The Cybercrime Bill and electronic communications service providers
The Internet has expanded to more than 3 billion users, and with this, the ability to abuse its capabilities has increased. It has become easier to gain access to systems, even more so in light of the abundance of information that exists regarding hacking, such as online hacking guides. For example, the hacking group Anonymous, which on 16 November 2015 declared war against ISIS, recently released a few guides on how to hack.
South Africa is one of the most active countries in terms of cyber crime. There may not be many South African hackers, but they are just as competent as international cyber criminals. The skill of a hacker has nothing to do with where you live in the world, and the recent high-profile hacking cases show that no one is immune to hacking threats.
Cyber crime threats include spoof Web sites, viruses, malware, phishing, illegal access to data, hacking mobile devices etc. Hacking can take place as a starting point or as a result of a person clicking on a link that leads to a hostile Web site, opening malicious e-mails, or any other seemingly harmless act on the Internet. Motives behind hacking can differ from gaining access to data such as banking and credit card details, hacktivism, espionage, warfare, intellectual curiosity etc.

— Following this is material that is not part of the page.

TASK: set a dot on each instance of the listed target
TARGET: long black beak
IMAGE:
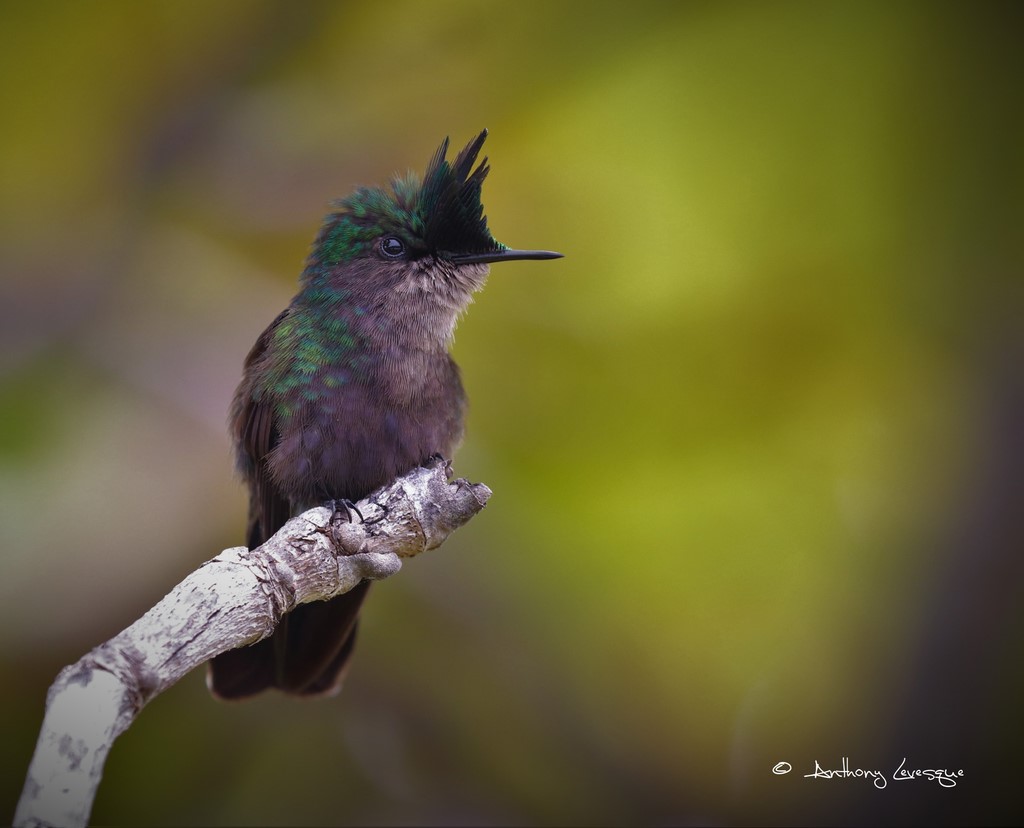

Since the Electronic Communications and Transactions Act ("ECTA") came into force, perpetrators have been successfully prosecuted for illegal access to data in terms of section 86(1), which criminalises intentionally accessing or intercepting data without permission to do so. ECTA does not provide adequate provisions to regulate cyber crimes, and as a result, government has published the Cybercrimes and Cybersecurity Bill (the "Bill") for comment. Although this Bill provides consequences for numerous cyber crime offences, there are many provisions that could apply to and render a company liable to criminal prosecution. For example, in relation to electronic communications service provider; ("ECSP"), there lies a duty to immediately report to the National Cybercrime Centre, on becoming aware that its network is being used to commit an offence. The offences, to mention a few, include unlawful access, interception of data, fraud, espionage and terrorist activity.
Further duties placed on ECSPs are to take reasonable steps to inform clients of cyber crime trends, to establish procedures for clients to report cyber crimes, as well as provide measures to safeguard against cyber crime. Failure to report or fulfil its duties could lead to fines of up to R10 000 per day of non-compliance.
Difficult as it may be to regulate the extent of access of any users of an electronic communications service, it is important to proactively manage the security of your entire service and to put in place preventative procedures to deal with cyber threats. The Bill, as it is developed, may place further onerous duties on ECSPs with immense consequences if the duties are not complied with.